Raji, who further said only Lagos State competes with the Federal Government on the payment of its doctors, added: "We match the Federal Government naira-for-naira. We don't short change our doctors."
In the recent medical/officers' salary regime published by the state government, doctors on level 12, step two, earn 207, 629.75; level 12, step three officers 213,784.00; level 12 step 4 N219,938.30 while level 12, step 15 officers earn N226,092.42.
In the same vein, doctors on level 15, step six earn 408,387.50; medical officers on level 15 step seven, earn N420,375.50, while those on level 15 step eight earn N432,363.50.
On the other hand, senior medical doctors at the consultant cadre of level 17 step 4 earn 703,390.50; level 17 step five officers earn 723,109.25; level 17 step six officers earn N742, 828.33, level 17, step seven officers earn N762,547.25, level 17, step eight doctors earn N782,266.17 while level 17 step nine officers earn N801, 985.09.
The doctors had, on April 24, embarked on an indefinite strike following the expiration of their initial three-day warning strike between April 11 and 13. Key on their demands' list is that the state government should effect a 100 per cent implementation of the Consolidated Medical Salary Structure (CONMESS).
In September 2010, the doctors had also embarked on a three-month strike to press home its demand for payment of 100 per cent CONMESS.
However, after three months of fruitless negotiations, Governor Babatunde Raji Fashola approved 75 per cent salary increase, prompting the doctors to suspend the strike.
The ongoing action is aimed at compelling the state government to implement the entire CONMESS.
Meanwhile, the state Chairman of Nigeria Medical Association (NMA), Dr.

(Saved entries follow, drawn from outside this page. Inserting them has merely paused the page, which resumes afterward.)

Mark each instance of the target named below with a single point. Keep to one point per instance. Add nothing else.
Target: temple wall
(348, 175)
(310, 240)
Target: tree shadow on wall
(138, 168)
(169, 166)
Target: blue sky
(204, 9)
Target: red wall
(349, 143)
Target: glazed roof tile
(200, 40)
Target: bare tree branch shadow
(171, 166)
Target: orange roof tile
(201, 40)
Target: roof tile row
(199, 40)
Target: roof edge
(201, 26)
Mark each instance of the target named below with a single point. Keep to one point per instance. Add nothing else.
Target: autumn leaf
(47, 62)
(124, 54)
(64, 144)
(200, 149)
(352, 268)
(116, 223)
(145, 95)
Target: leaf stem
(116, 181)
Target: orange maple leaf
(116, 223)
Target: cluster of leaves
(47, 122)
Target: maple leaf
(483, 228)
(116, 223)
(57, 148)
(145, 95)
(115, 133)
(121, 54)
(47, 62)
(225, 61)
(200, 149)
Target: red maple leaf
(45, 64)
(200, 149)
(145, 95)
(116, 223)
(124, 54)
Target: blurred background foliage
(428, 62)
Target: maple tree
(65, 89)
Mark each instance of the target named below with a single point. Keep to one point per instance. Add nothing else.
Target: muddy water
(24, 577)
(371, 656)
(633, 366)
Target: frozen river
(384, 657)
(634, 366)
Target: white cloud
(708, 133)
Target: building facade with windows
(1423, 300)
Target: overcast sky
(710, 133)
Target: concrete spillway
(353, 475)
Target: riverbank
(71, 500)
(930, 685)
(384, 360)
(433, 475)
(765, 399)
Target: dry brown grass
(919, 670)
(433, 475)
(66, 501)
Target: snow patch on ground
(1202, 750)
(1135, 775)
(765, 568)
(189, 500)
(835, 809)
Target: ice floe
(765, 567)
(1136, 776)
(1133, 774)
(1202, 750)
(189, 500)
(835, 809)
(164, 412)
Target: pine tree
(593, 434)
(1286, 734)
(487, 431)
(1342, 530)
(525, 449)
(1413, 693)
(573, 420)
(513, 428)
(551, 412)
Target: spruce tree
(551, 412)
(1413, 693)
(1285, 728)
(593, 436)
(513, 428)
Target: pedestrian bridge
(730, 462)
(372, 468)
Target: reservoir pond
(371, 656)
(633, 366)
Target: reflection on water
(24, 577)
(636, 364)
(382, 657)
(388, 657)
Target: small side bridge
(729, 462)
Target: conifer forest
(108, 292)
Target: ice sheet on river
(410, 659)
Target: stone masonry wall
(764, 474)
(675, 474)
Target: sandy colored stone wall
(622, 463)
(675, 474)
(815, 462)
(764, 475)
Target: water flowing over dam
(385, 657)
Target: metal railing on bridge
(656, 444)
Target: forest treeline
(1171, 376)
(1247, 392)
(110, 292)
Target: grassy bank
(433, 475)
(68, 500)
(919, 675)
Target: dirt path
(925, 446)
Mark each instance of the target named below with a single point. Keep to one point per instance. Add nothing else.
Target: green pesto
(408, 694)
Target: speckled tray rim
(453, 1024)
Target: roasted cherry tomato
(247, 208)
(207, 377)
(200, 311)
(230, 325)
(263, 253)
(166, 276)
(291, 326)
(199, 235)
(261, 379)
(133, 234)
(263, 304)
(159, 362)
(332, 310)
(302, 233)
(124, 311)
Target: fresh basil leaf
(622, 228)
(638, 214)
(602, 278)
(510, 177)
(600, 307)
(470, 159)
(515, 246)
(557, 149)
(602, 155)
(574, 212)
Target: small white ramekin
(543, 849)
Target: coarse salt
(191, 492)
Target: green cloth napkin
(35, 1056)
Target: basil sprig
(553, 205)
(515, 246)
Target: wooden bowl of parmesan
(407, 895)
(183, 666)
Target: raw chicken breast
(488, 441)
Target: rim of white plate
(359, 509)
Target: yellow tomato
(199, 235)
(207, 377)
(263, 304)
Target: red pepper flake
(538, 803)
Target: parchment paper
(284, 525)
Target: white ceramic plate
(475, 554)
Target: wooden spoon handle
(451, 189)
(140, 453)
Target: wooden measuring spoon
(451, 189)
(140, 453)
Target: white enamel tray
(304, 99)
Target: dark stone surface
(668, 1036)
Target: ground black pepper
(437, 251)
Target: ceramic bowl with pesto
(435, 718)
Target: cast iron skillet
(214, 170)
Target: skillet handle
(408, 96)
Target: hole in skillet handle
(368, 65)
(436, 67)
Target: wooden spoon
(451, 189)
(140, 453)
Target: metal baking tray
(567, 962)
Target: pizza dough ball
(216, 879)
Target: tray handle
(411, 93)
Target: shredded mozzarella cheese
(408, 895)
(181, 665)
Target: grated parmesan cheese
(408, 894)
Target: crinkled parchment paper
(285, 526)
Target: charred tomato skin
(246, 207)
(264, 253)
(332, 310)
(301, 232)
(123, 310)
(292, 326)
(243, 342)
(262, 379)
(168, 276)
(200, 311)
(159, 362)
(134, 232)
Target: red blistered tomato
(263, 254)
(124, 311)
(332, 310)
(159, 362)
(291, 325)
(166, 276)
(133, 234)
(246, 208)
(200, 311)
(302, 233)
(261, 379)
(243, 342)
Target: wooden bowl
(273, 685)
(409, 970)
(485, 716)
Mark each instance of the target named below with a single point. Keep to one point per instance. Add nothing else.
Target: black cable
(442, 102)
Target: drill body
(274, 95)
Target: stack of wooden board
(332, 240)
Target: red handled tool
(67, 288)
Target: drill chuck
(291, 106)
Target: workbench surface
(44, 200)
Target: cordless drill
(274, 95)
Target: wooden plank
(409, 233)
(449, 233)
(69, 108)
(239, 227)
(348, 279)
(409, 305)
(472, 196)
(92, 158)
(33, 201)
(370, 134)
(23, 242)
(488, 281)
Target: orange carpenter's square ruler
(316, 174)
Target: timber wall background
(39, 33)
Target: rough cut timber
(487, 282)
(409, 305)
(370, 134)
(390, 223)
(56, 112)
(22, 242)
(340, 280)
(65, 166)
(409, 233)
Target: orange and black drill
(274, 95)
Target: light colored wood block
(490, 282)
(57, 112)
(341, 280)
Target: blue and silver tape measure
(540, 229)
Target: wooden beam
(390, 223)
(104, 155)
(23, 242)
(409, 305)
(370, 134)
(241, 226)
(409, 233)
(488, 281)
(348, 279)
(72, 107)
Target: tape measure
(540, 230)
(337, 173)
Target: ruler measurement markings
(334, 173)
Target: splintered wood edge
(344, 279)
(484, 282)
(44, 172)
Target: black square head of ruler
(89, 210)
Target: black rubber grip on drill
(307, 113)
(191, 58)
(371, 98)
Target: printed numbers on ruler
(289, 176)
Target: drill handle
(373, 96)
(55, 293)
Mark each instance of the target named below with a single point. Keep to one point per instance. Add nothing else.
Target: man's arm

Edamisan Temiye, after an emergency congress, said the association described the government's action as draconian, undemocratic and most uncalled for.
"If they do this to the doctors and they survive, they will do it to the other workers in the health team. They have turned everybody to their slaves because they think they are so big now that people should become their slaves."
He explained that last week, at its 52nd Annual General Conference and Delegates' Meeting, the decision-making body of the NMA had reviewed what was happening in Lagos State and were very disturbed and arrived at the decision to set up an elders' committee to meet with the state government.